There is a clear grunge/90’s alt-rock inspiration behind Softer; everything from the flangey guitars and dense snares to essentially how this album was mixed screams “I Grew Up On Kurt Cobain”. This is not a bad thing. At all. It does make the nostalgic daydream emotion of the album hard to miss. This piece is a fairly straightforward attempt at conveying a texture rather than a narrative. The sonic concept is very clear, but the main problem with this thing is it never evolves so it has a hard time feeling interesting. The band’s apathetic musical identity plays against themselves here.

Right off the bat with intro track “Softer” we get a phased-out snippet of synth and chimes that hints at promising vibes of mysterious depth.
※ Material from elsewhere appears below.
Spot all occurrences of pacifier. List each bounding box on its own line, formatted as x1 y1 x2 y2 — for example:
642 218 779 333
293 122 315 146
It’s offset by the subsequent track, “Vanity Daze”, which is… disappointing. It starts off with a fuzzy pluck melody and fairly quickly transforms into the guitar equivalent of Grandma’s Molasses. This song takes its damn time to progress; when it finally does it doesn’t go far. On my initial listens I found a lot to like in the ghostly cadence of this song, but it didn’t stand the test of time. It took relatively few plays for “Vanity Daze” to feel unnecessarily repetitive and ultimately painfully bland.

Interestingly, “Don’t Be Crazy” lends itself to similar song structure but manages to nestle itself comfortably in the tunnel of reverb that is this LP. It winds the listener into a vapid dream-like state, feeling at moments a bit too arid for this reviewer’s liking.

Additionally, a handful of songs act as filler. Tunes like “Pillow Fight” and “Always” sport vacant Nostalgia, Ultra-esque feelings but fail to provide any real atmosphere to the album that is either captivating or isn’t already present in other songs. This makes the album feel more redundant than sonically profound.

There is a wonderful three-song stretch consisting of “All the Kidss”, “Wondering”, and “Chase” that capture the obvious shoegaze influence of Sin Kitty in a digestible form. All the punches this album has to pack are loaded in its three penultimate songs where we see passionate jamming, spoken word experimentation, and the only satisfying exploration of space Softer offers.

I don’t think I’m being excessively harsh here; I can clearly see what they were going for, I just don’t think they’ve achieved it. Most songs on here aren’t fully developed and nearly all of them rely on a single, repetitive riff. If you squint your eyes this is an indie rock equivalent of drone metal but without the instrumental expertise and sonic progression that keep your attention. I wouldn’t say that I recommend this album but if you chose to listen to it you’d best have something to do in the meantime because it’s most suitable as background music.